Don’t close old credit cards. Your total age of credit history is important and closing an old credit card can bring down your average age of credit, which can hurt your score. Keep the card open unless it has a high annual fee, a high interest rate, or there is a compelling reason to close the account. Even then, you may wish to downgrade the card to a version that doesn’t charge an annual fee, or transfer your balance to another credit card with a lower interest rate.
You may also consider putting a small recurring expense on the card, then setting up an auto-pay from your bank – that way you still use the card enough to keep it open and you will never miss a payment.
Consider moving the credit line to another card. My wife had two Discover cards and we decided to close one card. We kept the oldest card open and moved the available credit from the other card. This kept her credit utilization the same, but increased her average age of credit.

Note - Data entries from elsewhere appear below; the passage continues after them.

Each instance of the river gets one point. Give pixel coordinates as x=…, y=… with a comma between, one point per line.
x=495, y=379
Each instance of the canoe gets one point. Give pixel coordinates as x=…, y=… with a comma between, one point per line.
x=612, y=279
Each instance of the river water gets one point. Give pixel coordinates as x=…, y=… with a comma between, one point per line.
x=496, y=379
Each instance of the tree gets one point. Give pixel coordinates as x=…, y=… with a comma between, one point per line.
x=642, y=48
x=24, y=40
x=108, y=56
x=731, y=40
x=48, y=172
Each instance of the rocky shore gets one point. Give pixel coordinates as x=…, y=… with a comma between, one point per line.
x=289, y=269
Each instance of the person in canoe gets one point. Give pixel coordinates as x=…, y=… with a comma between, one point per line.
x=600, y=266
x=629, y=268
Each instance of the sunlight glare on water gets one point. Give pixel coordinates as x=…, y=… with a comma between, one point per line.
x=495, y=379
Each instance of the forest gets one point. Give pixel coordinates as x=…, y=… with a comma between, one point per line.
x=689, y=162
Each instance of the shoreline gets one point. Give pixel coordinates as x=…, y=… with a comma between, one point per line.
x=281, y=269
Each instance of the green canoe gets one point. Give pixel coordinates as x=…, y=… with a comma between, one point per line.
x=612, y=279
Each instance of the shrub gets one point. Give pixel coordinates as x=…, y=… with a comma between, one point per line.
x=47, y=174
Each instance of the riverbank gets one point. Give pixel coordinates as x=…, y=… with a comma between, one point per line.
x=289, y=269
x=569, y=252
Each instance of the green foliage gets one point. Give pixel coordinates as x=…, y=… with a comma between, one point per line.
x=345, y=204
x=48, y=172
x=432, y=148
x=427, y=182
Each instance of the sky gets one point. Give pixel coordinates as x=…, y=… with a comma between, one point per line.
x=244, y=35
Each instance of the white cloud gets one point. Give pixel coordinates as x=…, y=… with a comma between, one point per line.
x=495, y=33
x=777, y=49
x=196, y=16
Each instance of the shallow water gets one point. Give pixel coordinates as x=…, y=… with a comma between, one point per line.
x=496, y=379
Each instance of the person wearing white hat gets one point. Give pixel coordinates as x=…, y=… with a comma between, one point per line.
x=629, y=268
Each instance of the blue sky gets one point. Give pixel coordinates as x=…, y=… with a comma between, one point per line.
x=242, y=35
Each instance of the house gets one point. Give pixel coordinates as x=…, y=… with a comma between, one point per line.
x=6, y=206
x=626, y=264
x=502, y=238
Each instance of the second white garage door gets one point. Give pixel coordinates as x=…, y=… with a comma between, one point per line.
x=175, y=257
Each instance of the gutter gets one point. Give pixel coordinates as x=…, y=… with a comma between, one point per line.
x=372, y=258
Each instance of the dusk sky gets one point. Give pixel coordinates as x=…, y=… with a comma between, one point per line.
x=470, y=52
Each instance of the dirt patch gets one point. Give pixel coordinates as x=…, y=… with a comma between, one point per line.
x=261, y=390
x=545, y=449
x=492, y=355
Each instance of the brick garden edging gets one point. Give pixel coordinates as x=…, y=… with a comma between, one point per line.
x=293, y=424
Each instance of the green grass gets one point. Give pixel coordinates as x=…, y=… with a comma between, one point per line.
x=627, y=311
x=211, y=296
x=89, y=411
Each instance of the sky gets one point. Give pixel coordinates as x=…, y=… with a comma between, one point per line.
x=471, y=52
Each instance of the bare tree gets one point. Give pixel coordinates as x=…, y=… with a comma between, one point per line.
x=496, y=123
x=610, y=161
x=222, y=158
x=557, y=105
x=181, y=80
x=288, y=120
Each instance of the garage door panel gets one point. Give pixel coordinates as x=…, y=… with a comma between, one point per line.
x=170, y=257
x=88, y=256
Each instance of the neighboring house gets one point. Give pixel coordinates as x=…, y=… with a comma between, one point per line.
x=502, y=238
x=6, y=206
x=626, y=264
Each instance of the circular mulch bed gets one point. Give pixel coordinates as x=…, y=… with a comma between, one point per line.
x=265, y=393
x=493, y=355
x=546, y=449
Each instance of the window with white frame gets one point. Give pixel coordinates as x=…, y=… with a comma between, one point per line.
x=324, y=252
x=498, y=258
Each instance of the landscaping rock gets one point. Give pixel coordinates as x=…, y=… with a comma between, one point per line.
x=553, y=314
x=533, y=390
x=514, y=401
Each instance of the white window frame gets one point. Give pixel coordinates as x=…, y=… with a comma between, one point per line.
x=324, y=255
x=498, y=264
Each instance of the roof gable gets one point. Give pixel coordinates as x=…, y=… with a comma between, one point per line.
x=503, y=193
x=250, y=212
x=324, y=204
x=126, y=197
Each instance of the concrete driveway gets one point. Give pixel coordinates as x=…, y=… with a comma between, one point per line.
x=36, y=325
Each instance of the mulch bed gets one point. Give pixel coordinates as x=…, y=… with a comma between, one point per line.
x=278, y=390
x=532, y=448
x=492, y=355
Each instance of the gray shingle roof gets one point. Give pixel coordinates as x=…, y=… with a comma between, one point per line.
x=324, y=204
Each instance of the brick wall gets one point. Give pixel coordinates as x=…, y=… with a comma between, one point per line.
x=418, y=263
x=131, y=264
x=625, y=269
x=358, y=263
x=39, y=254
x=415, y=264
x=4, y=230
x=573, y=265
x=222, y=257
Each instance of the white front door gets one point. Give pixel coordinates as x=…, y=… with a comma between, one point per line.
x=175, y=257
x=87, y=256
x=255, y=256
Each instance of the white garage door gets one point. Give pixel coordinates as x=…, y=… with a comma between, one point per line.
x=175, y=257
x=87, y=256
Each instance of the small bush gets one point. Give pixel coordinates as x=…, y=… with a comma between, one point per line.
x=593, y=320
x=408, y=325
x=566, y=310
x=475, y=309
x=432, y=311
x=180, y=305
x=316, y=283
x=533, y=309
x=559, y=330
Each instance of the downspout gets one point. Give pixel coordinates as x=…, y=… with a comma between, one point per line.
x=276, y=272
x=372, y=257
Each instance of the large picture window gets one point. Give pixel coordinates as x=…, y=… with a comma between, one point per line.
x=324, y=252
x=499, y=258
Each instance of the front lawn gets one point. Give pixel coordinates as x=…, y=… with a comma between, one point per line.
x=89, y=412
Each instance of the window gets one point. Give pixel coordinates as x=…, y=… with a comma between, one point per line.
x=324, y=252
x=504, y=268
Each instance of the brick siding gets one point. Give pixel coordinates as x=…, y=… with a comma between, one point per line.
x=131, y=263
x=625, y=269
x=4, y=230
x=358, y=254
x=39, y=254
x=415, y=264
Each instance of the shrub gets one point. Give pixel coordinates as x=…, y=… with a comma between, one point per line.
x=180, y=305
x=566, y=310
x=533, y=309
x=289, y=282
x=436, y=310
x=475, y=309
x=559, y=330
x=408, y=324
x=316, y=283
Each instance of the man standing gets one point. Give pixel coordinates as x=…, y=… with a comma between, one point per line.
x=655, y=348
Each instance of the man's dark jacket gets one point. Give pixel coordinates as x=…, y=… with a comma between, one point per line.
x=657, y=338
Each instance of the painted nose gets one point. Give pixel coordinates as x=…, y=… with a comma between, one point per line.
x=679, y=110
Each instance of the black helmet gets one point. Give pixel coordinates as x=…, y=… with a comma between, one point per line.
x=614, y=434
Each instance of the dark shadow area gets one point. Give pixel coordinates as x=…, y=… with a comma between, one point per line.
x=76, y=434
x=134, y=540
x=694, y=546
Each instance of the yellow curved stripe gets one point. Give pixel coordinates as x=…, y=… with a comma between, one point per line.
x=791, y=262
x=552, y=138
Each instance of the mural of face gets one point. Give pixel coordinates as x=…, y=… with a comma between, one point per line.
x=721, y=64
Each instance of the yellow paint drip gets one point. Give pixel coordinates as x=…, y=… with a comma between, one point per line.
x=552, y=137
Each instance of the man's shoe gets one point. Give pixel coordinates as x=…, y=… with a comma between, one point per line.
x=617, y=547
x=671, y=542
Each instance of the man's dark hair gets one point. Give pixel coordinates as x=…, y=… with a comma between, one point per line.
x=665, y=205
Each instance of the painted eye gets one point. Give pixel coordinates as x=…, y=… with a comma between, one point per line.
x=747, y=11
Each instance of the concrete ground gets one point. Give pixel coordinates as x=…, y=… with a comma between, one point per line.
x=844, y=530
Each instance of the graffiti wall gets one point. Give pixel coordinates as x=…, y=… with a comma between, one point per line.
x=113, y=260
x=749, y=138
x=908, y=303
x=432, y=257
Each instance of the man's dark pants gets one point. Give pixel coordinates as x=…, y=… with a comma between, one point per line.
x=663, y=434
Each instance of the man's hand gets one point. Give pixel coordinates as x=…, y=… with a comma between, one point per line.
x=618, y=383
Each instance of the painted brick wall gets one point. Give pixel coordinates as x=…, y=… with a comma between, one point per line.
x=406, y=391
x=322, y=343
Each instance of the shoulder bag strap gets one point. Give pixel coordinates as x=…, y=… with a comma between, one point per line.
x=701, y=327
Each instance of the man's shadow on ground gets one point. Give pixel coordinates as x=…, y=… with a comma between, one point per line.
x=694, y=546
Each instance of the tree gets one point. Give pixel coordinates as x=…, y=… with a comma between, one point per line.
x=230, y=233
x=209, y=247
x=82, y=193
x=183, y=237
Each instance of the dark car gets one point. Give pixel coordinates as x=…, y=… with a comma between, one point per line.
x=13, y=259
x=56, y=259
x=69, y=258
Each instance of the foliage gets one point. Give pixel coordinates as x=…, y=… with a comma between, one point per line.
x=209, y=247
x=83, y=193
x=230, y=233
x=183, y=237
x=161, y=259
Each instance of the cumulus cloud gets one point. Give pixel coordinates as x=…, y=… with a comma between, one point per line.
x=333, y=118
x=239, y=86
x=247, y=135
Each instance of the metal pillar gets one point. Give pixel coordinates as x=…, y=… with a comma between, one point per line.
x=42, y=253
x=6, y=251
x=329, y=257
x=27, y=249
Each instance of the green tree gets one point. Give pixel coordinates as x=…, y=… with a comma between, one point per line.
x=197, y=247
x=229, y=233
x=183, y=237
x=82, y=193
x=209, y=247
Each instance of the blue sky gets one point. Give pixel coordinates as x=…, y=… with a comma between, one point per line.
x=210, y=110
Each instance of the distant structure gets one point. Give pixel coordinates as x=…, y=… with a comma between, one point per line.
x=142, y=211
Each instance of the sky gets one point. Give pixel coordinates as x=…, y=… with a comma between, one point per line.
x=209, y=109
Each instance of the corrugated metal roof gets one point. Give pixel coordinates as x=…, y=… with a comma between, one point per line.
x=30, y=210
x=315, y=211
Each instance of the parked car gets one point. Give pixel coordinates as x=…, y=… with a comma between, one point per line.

Request a limit increase on another credit card. You can maintain your credit utilization by increasing the limit on a second credit card before you close the first card. Doing so may reduce the chances your credit score drops due to the credit utilization increasing.
Just roll with it. Closing a credit card may have a small impact on your credit score. But don’t let a potential change to your credit score convince you to keep a credit card you don’t want or need. In most cases, any change to your credit score will be temporary. And with good financial practices, you can improve your credit score. Most importantly, you shouldn’t keep an account open if it isn’t the right move for your overall financial situation.
This blog post was written as part of a sponsored program for ConsumerInfo.com, Inc., an Experian Company. All views expressed are entirely my own and were not influenced or directed by Experian. This article is provided for general guidance and information. It is not intended as, nor should it be construed to be, legal, financial or other professional advice. Please consult with your attorney or financial advisor to discuss any legal or financial issues involved with credit decisions.